I am a USAF retiree after 20 years, worked for General Motors for 25 years and after my XYL retired in 2017 we moved here to McDonough, Ga in mid-2017 in order to escape our harmonics.
After basic training at Lackland AFB I attended technical school at Chanute AFB in Illinois, then off to Germany where I was assigned to the 496-fighter interceptor squadron. Our adjutant was Commander (captain at the time) Stafford, yep, the astronaut.

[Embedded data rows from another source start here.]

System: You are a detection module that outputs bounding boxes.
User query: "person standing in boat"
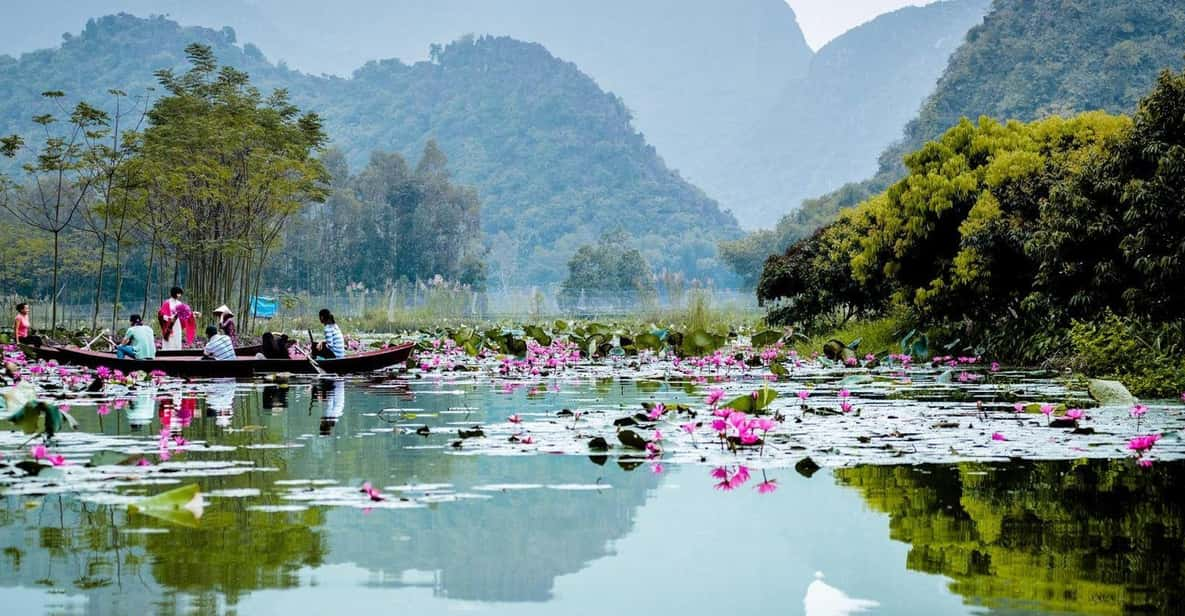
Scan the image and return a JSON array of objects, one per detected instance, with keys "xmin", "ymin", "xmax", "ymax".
[
  {"xmin": 313, "ymin": 308, "xmax": 346, "ymax": 359},
  {"xmin": 214, "ymin": 303, "xmax": 237, "ymax": 342},
  {"xmin": 156, "ymin": 287, "xmax": 201, "ymax": 351},
  {"xmin": 115, "ymin": 314, "xmax": 156, "ymax": 359},
  {"xmin": 12, "ymin": 302, "xmax": 41, "ymax": 346}
]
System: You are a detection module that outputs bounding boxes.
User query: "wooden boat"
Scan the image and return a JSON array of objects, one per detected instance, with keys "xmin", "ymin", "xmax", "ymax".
[
  {"xmin": 21, "ymin": 342, "xmax": 415, "ymax": 378},
  {"xmin": 156, "ymin": 345, "xmax": 263, "ymax": 358}
]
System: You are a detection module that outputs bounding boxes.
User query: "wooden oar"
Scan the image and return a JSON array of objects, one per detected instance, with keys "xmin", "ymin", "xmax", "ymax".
[{"xmin": 293, "ymin": 342, "xmax": 328, "ymax": 377}]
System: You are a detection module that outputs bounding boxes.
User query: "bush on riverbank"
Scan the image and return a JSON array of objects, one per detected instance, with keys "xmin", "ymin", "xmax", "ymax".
[{"xmin": 757, "ymin": 71, "xmax": 1185, "ymax": 394}]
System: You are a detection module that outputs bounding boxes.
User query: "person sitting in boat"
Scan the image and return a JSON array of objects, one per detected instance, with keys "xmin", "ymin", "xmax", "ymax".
[
  {"xmin": 156, "ymin": 287, "xmax": 201, "ymax": 351},
  {"xmin": 313, "ymin": 308, "xmax": 346, "ymax": 359},
  {"xmin": 201, "ymin": 325, "xmax": 235, "ymax": 361},
  {"xmin": 214, "ymin": 303, "xmax": 237, "ymax": 342},
  {"xmin": 12, "ymin": 302, "xmax": 41, "ymax": 346},
  {"xmin": 115, "ymin": 314, "xmax": 156, "ymax": 359}
]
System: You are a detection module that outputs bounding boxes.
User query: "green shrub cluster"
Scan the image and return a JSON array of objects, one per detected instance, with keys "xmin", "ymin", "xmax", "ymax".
[{"xmin": 757, "ymin": 71, "xmax": 1185, "ymax": 359}]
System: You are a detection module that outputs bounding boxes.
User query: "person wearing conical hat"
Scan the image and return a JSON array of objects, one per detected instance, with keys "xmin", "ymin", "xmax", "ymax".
[{"xmin": 214, "ymin": 303, "xmax": 237, "ymax": 341}]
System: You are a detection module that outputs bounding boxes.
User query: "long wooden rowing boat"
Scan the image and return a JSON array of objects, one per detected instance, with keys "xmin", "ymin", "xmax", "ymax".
[
  {"xmin": 156, "ymin": 345, "xmax": 263, "ymax": 359},
  {"xmin": 21, "ymin": 342, "xmax": 415, "ymax": 378}
]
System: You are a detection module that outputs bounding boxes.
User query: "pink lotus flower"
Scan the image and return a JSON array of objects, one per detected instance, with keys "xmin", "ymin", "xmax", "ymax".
[
  {"xmin": 1127, "ymin": 435, "xmax": 1160, "ymax": 454},
  {"xmin": 358, "ymin": 481, "xmax": 386, "ymax": 502}
]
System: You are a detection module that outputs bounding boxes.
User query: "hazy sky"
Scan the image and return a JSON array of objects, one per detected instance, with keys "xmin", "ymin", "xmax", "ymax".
[{"xmin": 786, "ymin": 0, "xmax": 934, "ymax": 51}]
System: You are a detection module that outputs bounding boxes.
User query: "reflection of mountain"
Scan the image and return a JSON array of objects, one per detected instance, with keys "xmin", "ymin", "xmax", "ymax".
[
  {"xmin": 326, "ymin": 456, "xmax": 656, "ymax": 602},
  {"xmin": 835, "ymin": 460, "xmax": 1185, "ymax": 614}
]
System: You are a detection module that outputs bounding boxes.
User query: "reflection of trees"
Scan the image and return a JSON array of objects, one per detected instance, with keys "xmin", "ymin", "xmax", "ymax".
[
  {"xmin": 835, "ymin": 460, "xmax": 1185, "ymax": 614},
  {"xmin": 319, "ymin": 456, "xmax": 658, "ymax": 602}
]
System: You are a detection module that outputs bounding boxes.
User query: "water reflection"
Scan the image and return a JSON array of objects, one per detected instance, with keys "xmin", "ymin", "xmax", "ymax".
[
  {"xmin": 0, "ymin": 379, "xmax": 1185, "ymax": 616},
  {"xmin": 835, "ymin": 460, "xmax": 1185, "ymax": 614}
]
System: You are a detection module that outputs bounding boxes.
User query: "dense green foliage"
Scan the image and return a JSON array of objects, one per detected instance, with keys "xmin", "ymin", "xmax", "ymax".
[
  {"xmin": 0, "ymin": 15, "xmax": 739, "ymax": 289},
  {"xmin": 269, "ymin": 141, "xmax": 485, "ymax": 295},
  {"xmin": 559, "ymin": 231, "xmax": 655, "ymax": 309},
  {"xmin": 758, "ymin": 71, "xmax": 1185, "ymax": 374},
  {"xmin": 141, "ymin": 44, "xmax": 329, "ymax": 314},
  {"xmin": 739, "ymin": 0, "xmax": 1185, "ymax": 266}
]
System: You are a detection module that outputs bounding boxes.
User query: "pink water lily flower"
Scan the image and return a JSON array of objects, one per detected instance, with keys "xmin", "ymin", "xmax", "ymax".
[{"xmin": 1127, "ymin": 435, "xmax": 1160, "ymax": 454}]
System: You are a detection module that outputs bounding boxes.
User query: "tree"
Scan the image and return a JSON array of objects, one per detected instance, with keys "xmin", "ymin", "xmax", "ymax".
[
  {"xmin": 0, "ymin": 90, "xmax": 109, "ymax": 331},
  {"xmin": 141, "ymin": 44, "xmax": 328, "ymax": 314},
  {"xmin": 559, "ymin": 230, "xmax": 654, "ymax": 309}
]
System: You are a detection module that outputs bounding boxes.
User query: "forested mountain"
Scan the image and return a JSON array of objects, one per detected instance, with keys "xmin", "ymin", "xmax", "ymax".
[
  {"xmin": 0, "ymin": 0, "xmax": 815, "ymax": 226},
  {"xmin": 764, "ymin": 0, "xmax": 1185, "ymax": 257},
  {"xmin": 709, "ymin": 0, "xmax": 991, "ymax": 227},
  {"xmin": 0, "ymin": 14, "xmax": 738, "ymax": 282}
]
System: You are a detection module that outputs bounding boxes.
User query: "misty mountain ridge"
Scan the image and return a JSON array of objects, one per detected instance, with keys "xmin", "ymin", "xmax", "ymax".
[{"xmin": 0, "ymin": 14, "xmax": 738, "ymax": 283}]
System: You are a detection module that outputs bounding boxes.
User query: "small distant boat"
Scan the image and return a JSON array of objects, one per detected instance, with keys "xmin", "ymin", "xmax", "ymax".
[{"xmin": 21, "ymin": 342, "xmax": 415, "ymax": 378}]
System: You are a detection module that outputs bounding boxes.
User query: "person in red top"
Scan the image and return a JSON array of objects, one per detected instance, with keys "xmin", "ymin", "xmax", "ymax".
[{"xmin": 12, "ymin": 302, "xmax": 41, "ymax": 346}]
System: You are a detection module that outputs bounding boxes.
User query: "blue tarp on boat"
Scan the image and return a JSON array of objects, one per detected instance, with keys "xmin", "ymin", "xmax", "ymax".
[{"xmin": 251, "ymin": 296, "xmax": 280, "ymax": 319}]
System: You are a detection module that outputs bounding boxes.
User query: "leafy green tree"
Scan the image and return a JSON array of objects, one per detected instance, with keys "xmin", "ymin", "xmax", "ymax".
[
  {"xmin": 141, "ymin": 44, "xmax": 328, "ymax": 314},
  {"xmin": 559, "ymin": 231, "xmax": 654, "ymax": 309},
  {"xmin": 0, "ymin": 90, "xmax": 109, "ymax": 329}
]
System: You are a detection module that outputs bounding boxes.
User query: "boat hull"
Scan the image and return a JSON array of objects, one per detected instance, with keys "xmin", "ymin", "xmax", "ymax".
[{"xmin": 23, "ymin": 342, "xmax": 415, "ymax": 378}]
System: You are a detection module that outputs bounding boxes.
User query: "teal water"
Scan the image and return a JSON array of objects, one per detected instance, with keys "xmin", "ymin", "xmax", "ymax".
[{"xmin": 0, "ymin": 379, "xmax": 1185, "ymax": 616}]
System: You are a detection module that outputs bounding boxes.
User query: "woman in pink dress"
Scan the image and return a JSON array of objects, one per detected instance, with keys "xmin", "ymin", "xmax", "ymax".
[{"xmin": 156, "ymin": 287, "xmax": 201, "ymax": 351}]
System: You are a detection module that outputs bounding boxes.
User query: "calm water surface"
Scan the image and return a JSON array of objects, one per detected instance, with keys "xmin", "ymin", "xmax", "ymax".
[{"xmin": 0, "ymin": 379, "xmax": 1185, "ymax": 616}]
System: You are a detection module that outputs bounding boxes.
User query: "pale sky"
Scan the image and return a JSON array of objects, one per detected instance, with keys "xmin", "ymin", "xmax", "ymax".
[{"xmin": 786, "ymin": 0, "xmax": 934, "ymax": 51}]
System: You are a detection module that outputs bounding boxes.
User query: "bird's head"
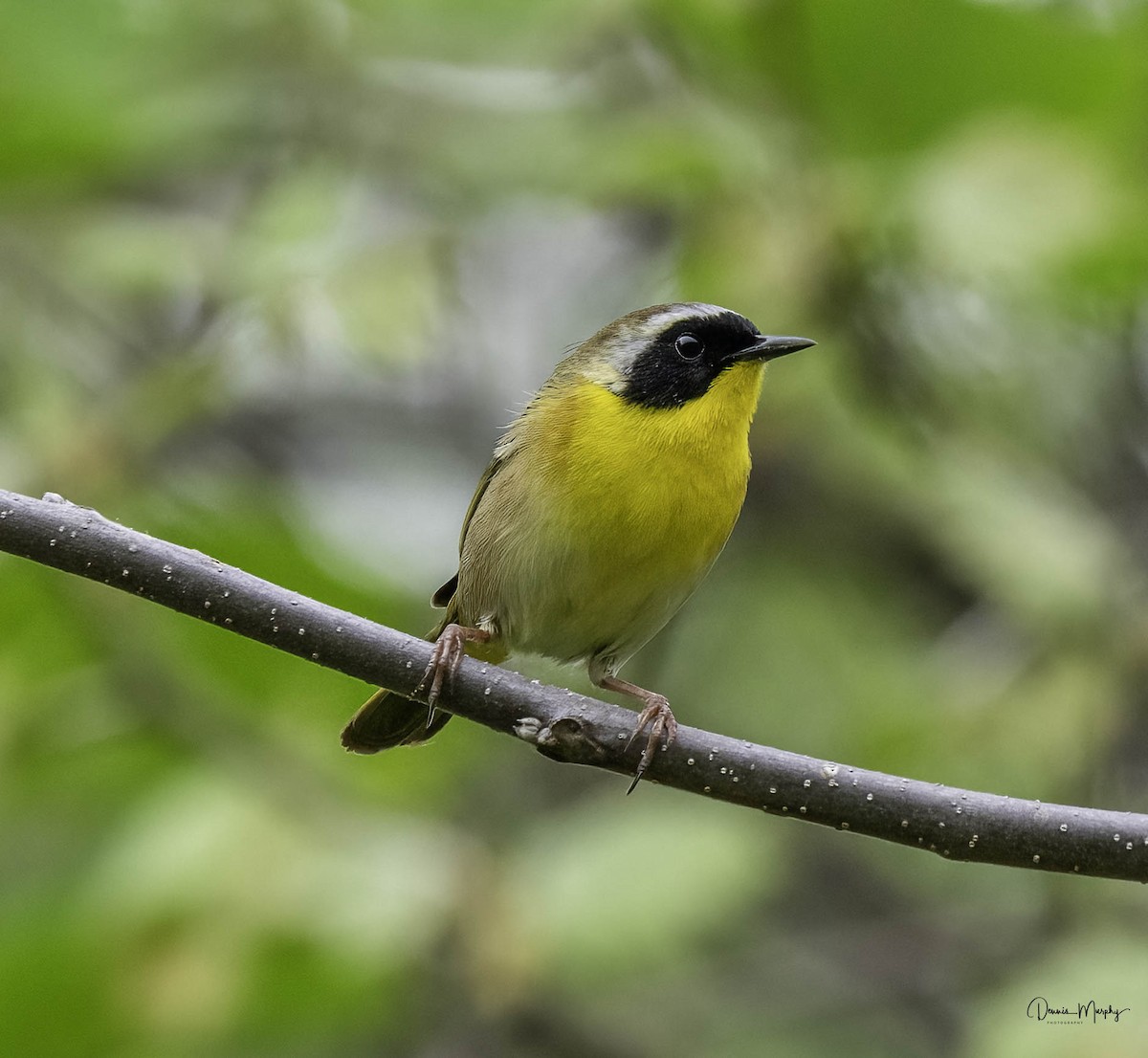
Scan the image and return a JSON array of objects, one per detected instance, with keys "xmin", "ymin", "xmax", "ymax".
[{"xmin": 570, "ymin": 301, "xmax": 816, "ymax": 408}]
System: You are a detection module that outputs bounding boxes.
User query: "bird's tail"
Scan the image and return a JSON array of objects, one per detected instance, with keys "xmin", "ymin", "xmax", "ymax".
[{"xmin": 342, "ymin": 607, "xmax": 506, "ymax": 753}]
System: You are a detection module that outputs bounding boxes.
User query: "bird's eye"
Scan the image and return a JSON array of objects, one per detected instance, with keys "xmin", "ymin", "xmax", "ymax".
[{"xmin": 673, "ymin": 334, "xmax": 706, "ymax": 361}]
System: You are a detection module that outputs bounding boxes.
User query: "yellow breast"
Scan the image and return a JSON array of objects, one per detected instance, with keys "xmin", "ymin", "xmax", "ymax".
[{"xmin": 452, "ymin": 364, "xmax": 763, "ymax": 663}]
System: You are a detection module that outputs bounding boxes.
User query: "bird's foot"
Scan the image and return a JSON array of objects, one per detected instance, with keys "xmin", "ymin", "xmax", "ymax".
[
  {"xmin": 414, "ymin": 625, "xmax": 490, "ymax": 725},
  {"xmin": 626, "ymin": 692, "xmax": 677, "ymax": 794}
]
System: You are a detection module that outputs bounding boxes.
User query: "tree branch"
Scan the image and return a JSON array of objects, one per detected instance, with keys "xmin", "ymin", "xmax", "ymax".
[{"xmin": 0, "ymin": 490, "xmax": 1148, "ymax": 881}]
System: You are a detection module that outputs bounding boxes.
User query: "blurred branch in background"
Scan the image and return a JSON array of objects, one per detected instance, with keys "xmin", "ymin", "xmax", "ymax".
[{"xmin": 0, "ymin": 490, "xmax": 1148, "ymax": 881}]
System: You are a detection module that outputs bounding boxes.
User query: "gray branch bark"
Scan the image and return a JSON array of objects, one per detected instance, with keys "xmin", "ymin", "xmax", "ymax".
[{"xmin": 0, "ymin": 490, "xmax": 1148, "ymax": 881}]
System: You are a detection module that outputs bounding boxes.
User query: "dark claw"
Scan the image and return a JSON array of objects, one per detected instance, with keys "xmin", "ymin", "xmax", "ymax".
[
  {"xmin": 414, "ymin": 625, "xmax": 466, "ymax": 726},
  {"xmin": 626, "ymin": 694, "xmax": 677, "ymax": 796}
]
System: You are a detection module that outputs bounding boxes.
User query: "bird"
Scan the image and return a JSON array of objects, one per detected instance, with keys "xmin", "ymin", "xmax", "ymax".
[{"xmin": 342, "ymin": 301, "xmax": 816, "ymax": 791}]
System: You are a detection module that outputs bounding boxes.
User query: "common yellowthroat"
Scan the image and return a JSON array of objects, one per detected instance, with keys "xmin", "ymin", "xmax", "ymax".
[{"xmin": 342, "ymin": 301, "xmax": 815, "ymax": 789}]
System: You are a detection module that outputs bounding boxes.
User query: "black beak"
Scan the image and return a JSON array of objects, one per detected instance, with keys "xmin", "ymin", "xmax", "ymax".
[{"xmin": 734, "ymin": 334, "xmax": 817, "ymax": 361}]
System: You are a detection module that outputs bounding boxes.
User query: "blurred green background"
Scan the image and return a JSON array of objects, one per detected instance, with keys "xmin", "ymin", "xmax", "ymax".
[{"xmin": 0, "ymin": 0, "xmax": 1148, "ymax": 1058}]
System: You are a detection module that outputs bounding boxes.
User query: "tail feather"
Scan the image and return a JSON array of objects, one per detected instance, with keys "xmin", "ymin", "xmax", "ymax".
[
  {"xmin": 341, "ymin": 606, "xmax": 506, "ymax": 753},
  {"xmin": 342, "ymin": 690, "xmax": 450, "ymax": 753}
]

My next duty assignments were Mather AFB in California Torreon AFB in Madrid Spain and Fairchild AFB in Spokane Washington. While stationed at Fairchild I went on temporary duty to Okinawa and that is where I first encountered ham radio. Bob KR6QE was running “phone patches” for the boys overseas. Boy that looks fascinating, I thought, so on my return stateside I did some investigating into this interesting looking hobby. It wasn’t long before I had a Knight Kit receiver and transmitter. I couldn’t find an Elmer at the time but as luck would have it, I was transferred from Spokane, Washington to Loring AFB in Maine where I did meet Harry Leighton W1HUL who did become my Elmer. Being in Maine and a ham had its advantages as the ham population at that time was very sparse so working a Novice from Maine was like finding a gold nugget.
I was first licensed in 1971 as WN1OYY and upgraded from Novice to Conditional, WA1PHE, then transferred to Grissom AFB Indiana and had to upgrade from Conditional to General, so off to Chicago for the test where I became WB9KUQ. Then on to extra as AE9L and finally to my present call W8XC which has some interesting history. In 1929 Packard Electric had developed a diesel aircraft engine and the plane was equipped with radio apparatus that had the radio call sign W8XC.
I am a member of OMISS, QCWA, Geratol, YLISSB, Firebird Amateur Radio Club, SKCC and DXCC with over 320 countries confirmed.
Running a modest station here the rig is an ICOM 775 DSP and also have a Kenwood TS-590SG. The antennas are a 6BTV and an OCF dipole 80 through 10 meters. I have a Microham USB II and the keys are bencher BY1, Kent straight and my favorite a Begali HST III. I have a TenTec Centurion amp but it is still in the box from our move here from Michigan.
I have completed levels 2 and 3 in CWops and became a CWops member in October 2018. Many thanks to Jerry, AC4BT for his encouragement and the many tools that he presented, all of which have been significant toward the continuation of Morse code learning.This biography is what appeared in Solid Copy when the member joined CWops.